The Million Mask March – muppets
The old joke runs that Guy Fawkes was the only man ever to enter parliament with honest intentions. But at least the idea that blowing up parliament is a more noble calling than serving in it is supposed to be funny. Protesters like those who gathered outside parliament and Buckingham Palace last night in Guy Fawkes masks appear to be in earnest when they appropriate the image of a man who wanted to restore a Catholic monarchy in place of the Protestant one as a symbol of a supposedly popular rebellion.
If the symbolism of the absurdly misnamed ‘Million Mask March’ appears to reveal a bad case of historical illiteracy, its real source is of course the execrable 2005 film adaptation of comic book V for Vendetta, in which a man in a Guy Fawkes mask battles a fascist regime, Stephen Fry plays a gay Koran collector (the liberal’s fantasy fascists hate gays and Muslims), and Natalie Portman has a haircut.

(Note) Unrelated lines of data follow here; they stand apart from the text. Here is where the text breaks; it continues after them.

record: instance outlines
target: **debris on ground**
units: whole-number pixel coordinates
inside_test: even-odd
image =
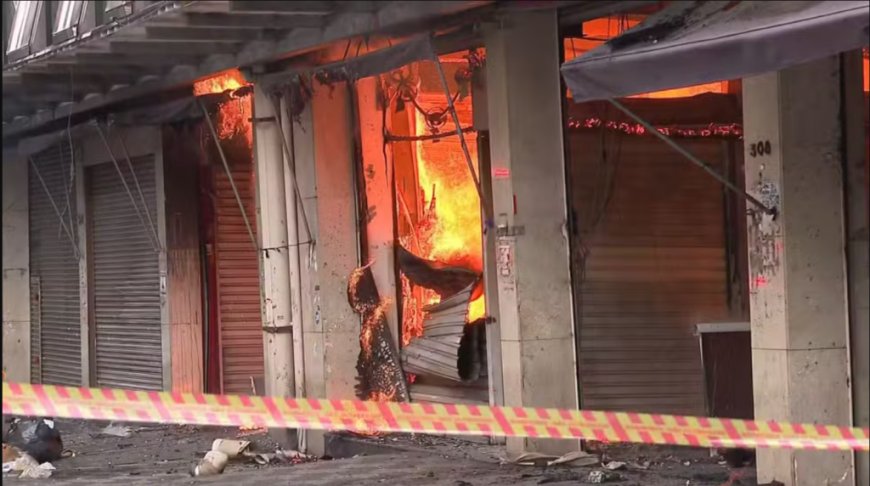
[[[7,431],[6,440],[37,461],[53,462],[63,457],[63,441],[54,420],[20,420],[15,418]]]
[[[592,471],[589,473],[589,476],[586,477],[587,483],[592,484],[602,484],[602,483],[612,483],[614,481],[619,481],[622,477],[611,471]]]
[[[261,452],[259,454],[246,453],[245,455],[261,466],[266,466],[275,462],[303,464],[317,460],[316,457],[303,454],[299,451],[287,451],[283,449],[278,449],[275,452]]]
[[[585,451],[573,451],[563,456],[552,456],[548,454],[540,454],[537,452],[527,452],[520,454],[510,463],[520,466],[569,466],[569,467],[584,467],[596,466],[600,462],[598,456],[589,454]]]
[[[607,464],[604,464],[605,469],[609,469],[611,471],[618,471],[620,469],[625,469],[626,463],[622,461],[610,461]]]
[[[223,452],[230,459],[239,457],[250,447],[251,441],[249,440],[215,439],[211,444],[211,450]]]
[[[51,477],[51,473],[55,467],[50,462],[43,462],[39,465],[29,465],[18,477],[21,479],[46,479]]]
[[[215,476],[222,474],[227,467],[229,457],[221,451],[208,451],[199,464],[190,471],[191,476]]]
[[[126,425],[109,424],[100,431],[100,434],[112,437],[130,437],[133,434],[133,430]]]
[[[10,444],[3,444],[3,464],[12,462],[18,459],[19,456],[21,456],[21,449]]]

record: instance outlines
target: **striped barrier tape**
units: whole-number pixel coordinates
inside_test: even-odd
[[[3,383],[3,414],[696,447],[870,450],[867,428],[631,412],[203,395]]]

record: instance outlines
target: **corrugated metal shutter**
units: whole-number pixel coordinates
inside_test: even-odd
[[[693,326],[728,313],[722,187],[653,137],[569,140],[583,407],[703,414]],[[725,153],[680,143],[713,164]]]
[[[256,231],[253,164],[236,160],[232,173],[248,221]],[[224,393],[250,393],[251,379],[262,383],[264,376],[260,267],[226,172],[215,166],[214,174],[221,381]]]
[[[30,275],[36,290],[31,302],[31,321],[36,323],[31,327],[31,379],[35,383],[81,384],[79,262],[51,203],[76,238],[71,160],[69,145],[62,143],[34,156],[36,170],[29,169]]]
[[[120,166],[142,212],[128,164]],[[156,224],[154,159],[133,160]],[[163,388],[158,252],[151,228],[136,213],[114,164],[88,168],[96,383]]]

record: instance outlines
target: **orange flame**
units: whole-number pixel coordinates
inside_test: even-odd
[[[193,85],[193,94],[202,96],[212,93],[235,91],[250,86],[237,69],[225,71],[217,76],[197,81]],[[251,95],[231,95],[232,99],[221,104],[218,123],[215,130],[221,140],[230,140],[237,135],[245,137],[249,147],[253,146],[254,130],[251,123]]]
[[[433,103],[434,104],[434,103]],[[425,102],[421,102],[424,108]],[[456,104],[457,113],[464,126],[471,124],[471,98]],[[415,114],[415,131],[426,133],[426,122],[420,112]],[[483,235],[480,217],[480,199],[474,179],[468,172],[465,154],[455,137],[434,141],[415,142],[417,177],[423,193],[424,220],[417,228],[418,251],[424,258],[450,265],[463,266],[481,272],[483,270]],[[477,168],[477,145],[468,143],[469,154],[475,171]],[[406,282],[403,279],[403,287]],[[406,292],[404,295],[409,295]],[[431,291],[423,291],[422,302],[409,302],[419,310],[422,305],[439,301]],[[422,335],[422,316],[413,312],[404,329],[403,341]],[[484,317],[486,304],[479,296],[468,306],[467,321]]]

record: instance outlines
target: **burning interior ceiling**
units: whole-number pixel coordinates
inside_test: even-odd
[[[193,94],[202,96],[213,93],[230,93],[230,99],[221,103],[217,116],[216,131],[221,140],[244,136],[247,146],[253,147],[254,127],[251,123],[252,101],[248,88],[250,83],[238,70],[230,70],[217,76],[197,81]]]

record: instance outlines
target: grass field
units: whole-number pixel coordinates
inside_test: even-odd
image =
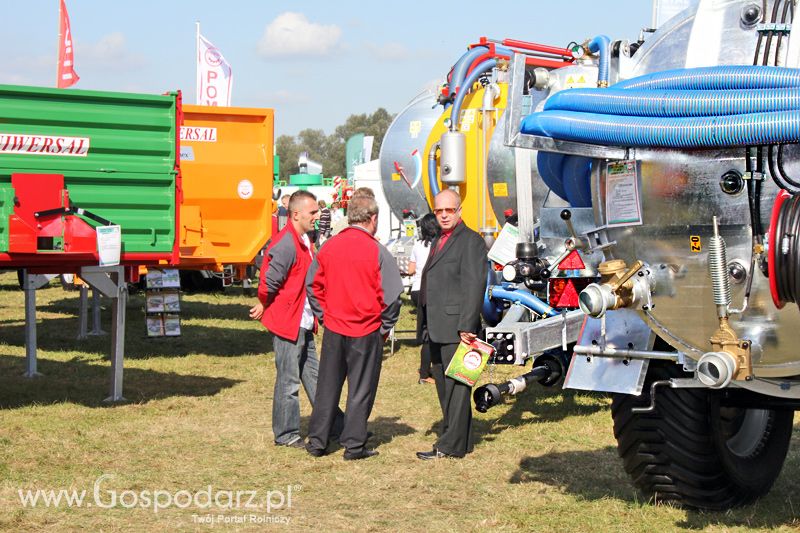
[[[23,293],[15,275],[0,276],[0,530],[800,527],[797,431],[772,492],[727,513],[642,501],[617,457],[602,394],[535,388],[476,415],[479,442],[466,459],[423,462],[414,452],[430,449],[440,412],[433,386],[417,384],[418,349],[406,342],[391,357],[387,350],[370,420],[380,455],[346,462],[338,450],[314,459],[272,443],[271,342],[247,318],[254,298],[241,289],[183,295],[183,335],[171,339],[145,337],[143,297],[132,295],[128,402],[119,405],[102,401],[110,338],[76,340],[77,293],[51,285],[37,298],[44,377],[25,379]],[[106,329],[109,316],[106,310]],[[399,329],[413,320],[404,306]],[[491,377],[519,373],[495,368]],[[305,397],[302,405],[305,430]],[[23,505],[20,491],[37,489],[86,495],[80,505]],[[247,507],[265,502],[269,510]]]

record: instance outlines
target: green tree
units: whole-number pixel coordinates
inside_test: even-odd
[[[297,174],[297,160],[302,152],[322,165],[325,176],[345,175],[344,147],[347,139],[357,133],[375,137],[371,157],[378,157],[383,137],[392,123],[394,115],[384,108],[377,109],[371,115],[362,113],[350,115],[331,135],[326,136],[323,130],[304,129],[296,137],[281,135],[275,141],[275,150],[281,158],[280,178],[289,181],[291,174]]]

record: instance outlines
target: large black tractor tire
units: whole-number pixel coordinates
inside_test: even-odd
[[[659,386],[655,410],[650,384],[687,377],[674,363],[652,361],[641,396],[616,394],[611,412],[625,471],[656,502],[725,510],[769,492],[792,436],[794,411],[720,405],[709,389]]]

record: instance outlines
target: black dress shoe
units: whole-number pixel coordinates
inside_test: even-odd
[[[312,457],[322,457],[327,453],[326,450],[320,450],[319,448],[312,448],[310,442],[306,444],[305,448],[306,451],[308,452],[308,455]]]
[[[361,450],[358,453],[349,454],[347,452],[344,453],[344,460],[345,461],[357,461],[359,459],[369,459],[370,457],[375,457],[378,455],[377,450],[367,450],[366,448]]]
[[[432,449],[429,452],[417,452],[417,458],[422,459],[423,461],[430,461],[431,459],[461,459],[461,457],[457,455],[450,455],[448,453],[440,452],[436,448]]]

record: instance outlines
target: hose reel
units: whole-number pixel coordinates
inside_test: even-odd
[[[800,304],[800,196],[780,191],[769,227],[769,288],[778,309]]]

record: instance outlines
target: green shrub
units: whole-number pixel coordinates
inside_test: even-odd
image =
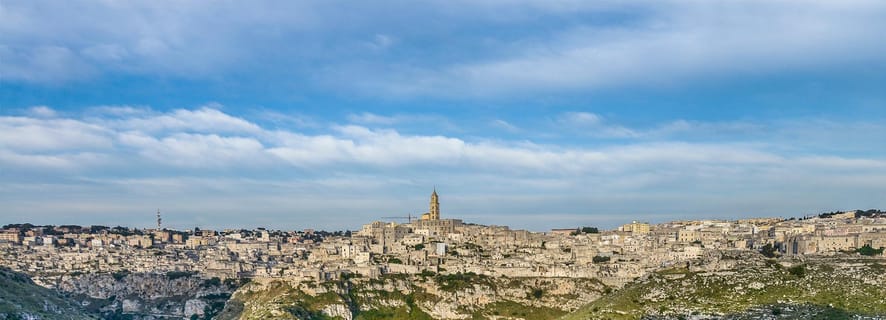
[[[166,278],[169,278],[169,280],[175,280],[178,278],[190,277],[195,274],[197,273],[191,271],[169,271],[166,273]]]
[[[780,315],[780,314],[781,314],[781,308],[779,308],[779,307],[772,307],[772,315],[773,315],[773,316],[777,316],[777,315]]]
[[[541,299],[541,297],[544,296],[545,291],[542,289],[539,289],[539,288],[535,288],[535,289],[532,289],[532,293],[530,293],[530,294],[535,299]]]
[[[114,277],[114,280],[117,280],[117,281],[123,280],[123,278],[126,278],[126,276],[128,276],[128,275],[129,275],[129,270],[126,270],[126,269],[111,273],[111,277]]]
[[[801,264],[790,267],[788,268],[788,273],[798,277],[803,277],[806,275],[806,266]]]
[[[581,232],[582,233],[600,233],[600,229],[597,229],[596,227],[582,227]]]
[[[879,256],[879,255],[883,254],[883,248],[874,249],[869,244],[866,244],[863,247],[858,248],[855,251],[863,256]]]
[[[203,287],[213,287],[213,286],[220,286],[220,285],[221,285],[221,279],[219,279],[218,277],[212,277],[212,279],[203,280]]]
[[[760,253],[767,258],[775,258],[776,254],[778,253],[778,249],[772,246],[771,243],[767,243],[765,246],[760,248]]]

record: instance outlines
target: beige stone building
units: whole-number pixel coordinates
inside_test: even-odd
[[[21,235],[19,235],[18,231],[2,232],[0,233],[0,241],[8,241],[18,244],[22,242],[22,237]]]
[[[420,220],[412,221],[409,226],[415,233],[428,237],[446,237],[455,233],[464,223],[459,219],[440,219],[440,197],[437,189],[431,193],[428,212],[421,215]]]
[[[431,193],[430,209],[421,215],[421,220],[440,220],[440,199],[437,196],[437,188]]]
[[[631,221],[631,223],[619,227],[618,231],[630,232],[633,234],[647,234],[649,233],[649,229],[648,223]]]

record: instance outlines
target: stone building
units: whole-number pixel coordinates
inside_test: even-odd
[[[415,233],[428,237],[445,237],[455,233],[464,223],[459,219],[440,219],[440,198],[437,189],[431,193],[428,212],[421,215],[421,220],[412,221],[410,226]]]
[[[431,193],[431,202],[428,212],[421,215],[421,220],[440,220],[440,199],[437,196],[437,188]]]
[[[633,234],[647,234],[649,233],[649,224],[645,222],[631,221],[631,223],[619,227],[618,231],[630,232]]]

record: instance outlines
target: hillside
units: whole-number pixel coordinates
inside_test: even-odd
[[[476,274],[256,281],[241,287],[216,319],[556,319],[605,288],[591,279]]]
[[[46,280],[89,312],[107,319],[210,319],[237,288],[234,281],[191,272],[91,273]]]
[[[886,266],[859,258],[743,261],[716,272],[668,269],[562,319],[850,319],[886,315]]]
[[[717,270],[702,265],[665,269],[614,291],[593,279],[473,273],[390,274],[381,279],[355,275],[322,283],[257,279],[237,289],[214,319],[799,320],[883,319],[886,315],[886,287],[882,286],[886,266],[882,259],[765,259],[757,254],[720,259],[733,259],[733,263],[719,264],[730,267]],[[121,286],[119,281],[149,282],[137,275],[116,282],[95,277],[71,282],[66,286],[75,287],[66,288],[93,283],[96,285],[89,286],[90,290],[104,290],[101,295],[128,296],[120,288],[135,288],[135,284]],[[191,281],[182,277],[173,282],[176,287],[202,292],[198,295],[221,292],[221,284],[186,285]],[[166,292],[163,283],[140,288]],[[101,289],[104,284],[116,289]],[[0,269],[0,320],[97,319],[74,302],[86,293],[90,292],[62,296],[36,285],[24,274]],[[163,301],[165,304],[154,305],[172,300]],[[90,304],[94,306],[99,304]],[[181,308],[178,303],[169,307]],[[115,315],[120,316],[104,317]]]
[[[0,267],[0,319],[97,319],[24,274]]]

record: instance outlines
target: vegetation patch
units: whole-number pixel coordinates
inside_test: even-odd
[[[27,275],[0,267],[0,319],[97,319]]]
[[[166,278],[169,280],[175,280],[179,278],[187,278],[196,274],[197,273],[193,271],[169,271],[166,273]]]
[[[128,276],[128,275],[129,275],[129,270],[126,270],[126,269],[111,273],[111,277],[113,277],[114,280],[117,280],[117,281],[123,280],[123,278],[126,278],[126,276]]]
[[[871,248],[871,245],[866,244],[866,245],[862,246],[861,248],[858,248],[858,250],[856,250],[856,252],[858,252],[858,254],[863,255],[863,256],[880,256],[880,255],[883,255],[883,248],[874,249],[874,248]]]
[[[550,307],[533,307],[511,300],[503,300],[487,304],[483,309],[473,313],[472,319],[526,319],[547,320],[556,319],[566,314],[565,311]]]
[[[455,292],[472,288],[475,284],[491,285],[489,277],[473,272],[453,273],[445,275],[437,275],[435,278],[440,289],[448,292]]]
[[[780,266],[776,262],[773,265]],[[669,276],[677,273],[685,276]],[[844,319],[839,315],[846,314],[883,316],[886,287],[878,285],[882,280],[883,274],[875,267],[847,269],[827,262],[807,261],[790,268],[751,264],[728,273],[676,268],[630,283],[563,319],[679,319],[693,315],[758,319],[772,317],[774,313],[791,315],[777,315],[779,319]],[[787,301],[790,304],[785,305]],[[808,312],[797,313],[800,309]],[[747,314],[756,316],[743,316]],[[795,317],[797,314],[808,317]]]

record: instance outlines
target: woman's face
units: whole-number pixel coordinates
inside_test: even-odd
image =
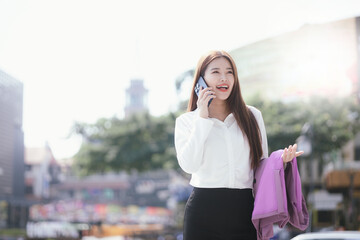
[[[224,58],[213,60],[206,68],[204,78],[209,87],[215,91],[215,100],[226,100],[234,86],[234,70]]]

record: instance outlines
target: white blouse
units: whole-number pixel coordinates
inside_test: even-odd
[[[262,137],[262,158],[268,157],[267,137],[261,112],[254,114]],[[199,188],[253,188],[250,147],[233,114],[224,122],[202,118],[198,111],[176,119],[175,148],[180,167],[191,174],[190,184]]]

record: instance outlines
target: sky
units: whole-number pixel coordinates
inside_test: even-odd
[[[74,122],[124,116],[132,78],[160,116],[205,52],[354,16],[359,0],[0,0],[0,69],[24,84],[25,146],[63,159],[81,144]]]

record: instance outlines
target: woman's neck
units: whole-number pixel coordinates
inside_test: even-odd
[[[230,113],[225,101],[213,101],[209,106],[209,117],[211,118],[224,121]]]

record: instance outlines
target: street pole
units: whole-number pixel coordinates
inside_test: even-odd
[[[354,219],[354,178],[355,172],[350,171],[350,186],[349,186],[349,207],[347,213],[349,230],[354,230],[355,219]]]
[[[296,139],[298,149],[304,151],[303,156],[309,157],[309,165],[308,169],[310,171],[310,185],[309,185],[309,191],[307,196],[313,193],[314,191],[314,174],[313,174],[313,168],[312,168],[312,149],[313,149],[313,129],[312,125],[309,122],[306,122],[304,126],[301,129],[300,136]],[[313,210],[311,209],[309,213],[309,227],[306,229],[306,232],[312,231],[312,222],[313,222]]]

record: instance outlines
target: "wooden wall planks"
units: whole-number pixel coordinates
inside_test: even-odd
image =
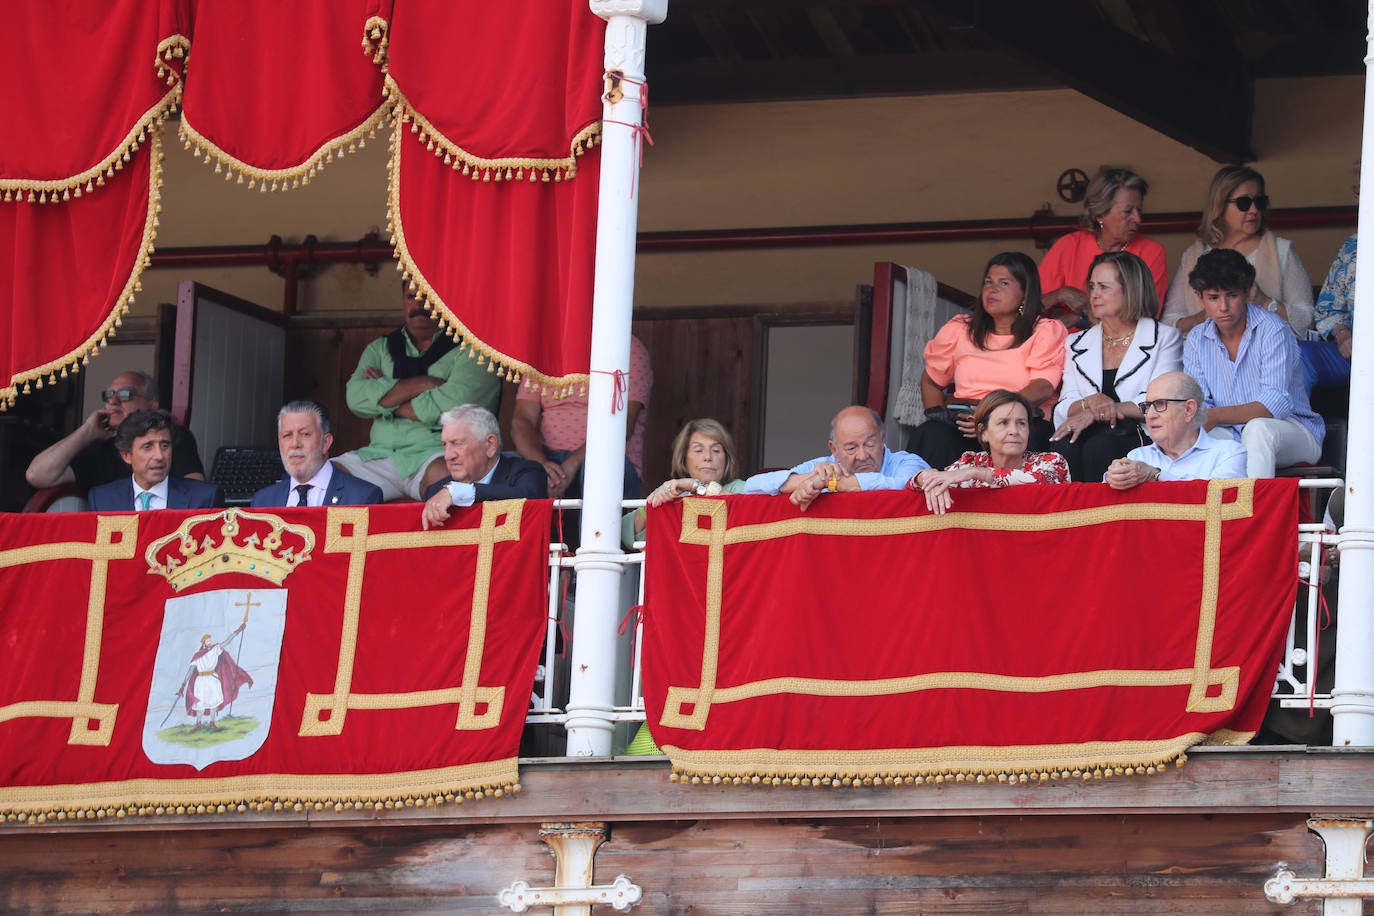
[[[0,910],[502,912],[553,881],[535,824],[0,834]],[[1278,861],[1320,874],[1304,818],[1066,815],[613,824],[596,880],[636,913],[1316,913],[1263,894]]]

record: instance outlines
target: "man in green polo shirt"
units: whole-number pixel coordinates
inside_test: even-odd
[[[420,494],[448,473],[439,415],[459,404],[496,413],[501,380],[439,333],[439,322],[402,284],[405,323],[363,351],[348,380],[348,409],[372,421],[370,443],[334,464],[375,483],[387,500]]]

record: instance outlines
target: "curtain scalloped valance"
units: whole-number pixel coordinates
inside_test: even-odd
[[[0,408],[74,371],[127,312],[178,102],[183,142],[256,190],[309,181],[389,117],[409,281],[492,371],[585,379],[604,35],[585,0],[18,6],[0,64],[29,87],[0,137]]]
[[[375,0],[199,3],[183,143],[266,191],[308,182],[376,136],[382,72],[360,47]],[[227,167],[227,171],[225,171]]]

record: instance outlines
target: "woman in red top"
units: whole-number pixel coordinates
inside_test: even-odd
[[[920,490],[926,508],[936,515],[949,509],[953,487],[1010,487],[1021,483],[1068,483],[1063,455],[1030,452],[1031,405],[1014,391],[994,391],[973,413],[973,425],[985,452],[964,452],[943,471],[921,471],[907,486]]]
[[[1071,326],[1089,317],[1083,281],[1093,259],[1105,251],[1129,251],[1150,268],[1160,302],[1169,288],[1164,246],[1140,234],[1141,207],[1150,190],[1145,179],[1127,169],[1102,169],[1088,182],[1083,198],[1083,228],[1054,243],[1040,262],[1045,314]],[[1156,318],[1157,315],[1150,315]]]

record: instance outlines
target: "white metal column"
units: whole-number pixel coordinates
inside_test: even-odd
[[[1336,747],[1374,746],[1374,0],[1365,54],[1360,246],[1355,260],[1345,526],[1340,532],[1340,625],[1331,714]],[[1369,174],[1366,179],[1364,176]],[[1364,262],[1368,261],[1368,265]]]
[[[639,229],[639,154],[643,123],[644,46],[649,23],[668,15],[668,0],[590,0],[606,20],[608,84],[601,118],[601,193],[592,297],[591,382],[583,463],[582,544],[578,548],[568,696],[568,756],[611,752],[615,705],[615,635],[619,610],[620,499],[625,475],[625,403],[616,379],[629,370],[635,236]],[[612,410],[612,403],[616,409]]]

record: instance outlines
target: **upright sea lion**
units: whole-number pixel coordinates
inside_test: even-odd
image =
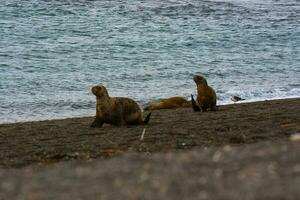
[[[207,81],[204,77],[199,75],[194,75],[193,77],[197,85],[197,101],[192,97],[192,107],[194,111],[205,112],[207,109],[211,111],[217,110],[217,95],[212,87],[207,84]]]
[[[121,125],[147,124],[151,113],[145,120],[139,105],[132,99],[126,97],[110,97],[106,88],[97,85],[92,88],[96,96],[96,117],[91,127],[102,127],[104,123]]]
[[[151,103],[147,105],[144,110],[159,110],[178,107],[191,107],[191,102],[179,96],[170,97],[167,99],[161,99],[157,103]]]

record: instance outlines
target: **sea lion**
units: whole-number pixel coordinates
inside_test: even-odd
[[[238,97],[238,96],[230,96],[231,101],[238,102],[238,101],[244,101],[245,99]]]
[[[179,107],[191,107],[191,102],[183,97],[170,97],[167,99],[161,99],[158,103],[151,103],[147,105],[144,110],[159,110]]]
[[[91,91],[96,96],[96,117],[91,127],[102,127],[104,123],[121,126],[149,122],[151,113],[143,120],[141,109],[134,100],[126,97],[110,97],[102,85],[94,86]]]
[[[207,81],[204,77],[200,75],[194,75],[193,79],[197,85],[197,101],[194,100],[193,95],[192,98],[192,107],[193,110],[198,112],[205,112],[207,109],[211,111],[217,110],[217,95],[212,87],[207,84]]]

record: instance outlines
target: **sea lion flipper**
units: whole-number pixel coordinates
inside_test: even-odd
[[[151,117],[151,113],[149,113],[146,118],[144,119],[144,124],[148,124],[149,120],[150,120],[150,117]]]
[[[102,127],[102,125],[103,125],[102,120],[98,117],[95,117],[95,120],[93,121],[93,123],[91,124],[90,127],[91,128],[96,128],[96,127],[100,128],[100,127]]]
[[[193,107],[193,110],[195,112],[199,112],[200,111],[200,108],[199,106],[197,105],[195,99],[194,99],[194,96],[191,94],[191,103],[192,103],[192,107]]]
[[[218,107],[217,106],[212,107],[211,111],[218,111]]]

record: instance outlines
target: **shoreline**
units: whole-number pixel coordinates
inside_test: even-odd
[[[156,110],[148,125],[130,127],[90,128],[93,117],[1,124],[0,166],[280,141],[300,132],[299,108],[296,98],[224,105],[217,112]]]
[[[235,104],[251,104],[251,103],[259,103],[259,102],[266,102],[266,101],[281,101],[281,100],[289,100],[289,99],[300,99],[300,97],[288,97],[288,98],[271,98],[271,99],[265,99],[265,100],[244,100],[240,102],[233,102],[233,103],[228,103],[228,104],[218,104],[217,106],[230,106],[230,105],[235,105]],[[145,104],[147,105],[147,104]],[[141,109],[145,106],[141,106]],[[142,109],[142,112],[143,111]],[[51,121],[51,120],[66,120],[66,119],[72,119],[72,118],[88,118],[88,117],[93,117],[93,115],[78,115],[78,116],[68,116],[68,117],[58,117],[58,118],[45,118],[45,119],[36,119],[36,120],[28,120],[28,121],[15,121],[15,122],[0,122],[0,125],[6,125],[6,124],[19,124],[19,123],[30,123],[30,122],[42,122],[42,121]]]

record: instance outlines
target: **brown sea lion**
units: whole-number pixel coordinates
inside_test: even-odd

And if the fact that Guy Fawkes himself was a Catholic reactionary rather than a champion of the people has not given protesters pause for thought, perhaps it is because they are less interested in history than in masks per se. The protests were organised by Anonymous, the pretentious shower of laptop revolutionaries who are always threatening to shut down capitalism but in fact never seem to get past standing around in masks. In making a virtue of their anonymity (which might sometimes be necessary in actual fascist regimes), they reveal their lack of political seriousness. Because going on a political demonstration in a mask is like signing a petition under a pseudonym. Cowardly and pointless.
‘Whose streets? Our streets!’ they shouted last night. But who exactly are ‘they’ to be claiming possession of public space? Hiding behind their silly masks, they might as well be agents of the Spanish crown.